Numerose tra loro erano quelle che cadevano nelle mani dei nazifascisti per adempiere alla propria responsabilità. Mai, però, esse lasciarono che la rabbia per l’impossibilità di portare con sé un’arma di difesa vincesse sul desiderio del Bene Comune. Mai le staffette smisero di pedalare e correre in città verso le brigate. Mai permisero che la paura potesse soggiogare il Futuro.
Nella storia della Resistenza si registrano circa settantamila donne, tra Staffette e Partigiane, le quali presero parte alla lotta che condusse, poi, al referendum per la scelta tra Monarchia e Repubblica. All'alba della Libertà, molte non vollero alcun riconoscimento: avevano semplicemente compiuto il loro Dovere.
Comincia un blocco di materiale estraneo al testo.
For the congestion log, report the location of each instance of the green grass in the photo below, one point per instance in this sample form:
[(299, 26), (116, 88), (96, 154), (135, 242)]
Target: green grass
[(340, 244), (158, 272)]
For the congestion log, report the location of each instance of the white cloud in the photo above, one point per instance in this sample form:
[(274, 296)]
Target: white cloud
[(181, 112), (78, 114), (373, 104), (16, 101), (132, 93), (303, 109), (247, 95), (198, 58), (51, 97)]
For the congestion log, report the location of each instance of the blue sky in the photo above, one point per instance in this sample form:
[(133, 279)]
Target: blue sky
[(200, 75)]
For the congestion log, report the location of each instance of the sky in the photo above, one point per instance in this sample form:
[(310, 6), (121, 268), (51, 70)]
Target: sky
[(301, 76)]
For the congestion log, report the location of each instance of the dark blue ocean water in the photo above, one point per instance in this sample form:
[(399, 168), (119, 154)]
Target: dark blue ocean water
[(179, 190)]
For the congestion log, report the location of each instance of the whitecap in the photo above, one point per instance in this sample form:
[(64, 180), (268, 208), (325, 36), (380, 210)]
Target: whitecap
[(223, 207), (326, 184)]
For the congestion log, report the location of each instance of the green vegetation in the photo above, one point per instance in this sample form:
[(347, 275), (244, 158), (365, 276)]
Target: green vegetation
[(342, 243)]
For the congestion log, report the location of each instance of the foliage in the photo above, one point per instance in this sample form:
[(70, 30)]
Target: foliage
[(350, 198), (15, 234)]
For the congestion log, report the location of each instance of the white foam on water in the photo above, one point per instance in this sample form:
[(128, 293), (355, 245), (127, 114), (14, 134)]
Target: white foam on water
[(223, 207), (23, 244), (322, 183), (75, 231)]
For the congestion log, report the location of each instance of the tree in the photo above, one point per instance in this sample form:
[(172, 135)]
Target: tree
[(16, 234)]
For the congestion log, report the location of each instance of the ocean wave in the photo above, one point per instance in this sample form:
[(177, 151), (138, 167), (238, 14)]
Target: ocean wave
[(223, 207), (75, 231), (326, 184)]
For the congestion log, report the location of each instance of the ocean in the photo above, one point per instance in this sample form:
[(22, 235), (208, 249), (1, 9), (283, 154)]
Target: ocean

Solo 16 di esse sono state ufficialmente insignite. La loro vita non fu semplice, nemmeno tra i compagni, la cui stima, per cultura dilagante dell’epoca, fu una strada tortuosa.
Furono le Emozioni, quelle stesse che renderebbero la Donna incapace di governare, a guidare la lotta per il Fiore della Libertà. Lotta che condusse alla realizzazione della Carta costituzionale, alla cui formazione parteciparono 21 donne, “senza distinzione di sesso, di razza, di lingua, di religione, di opinioni politiche, di condizioni personali e sociali.”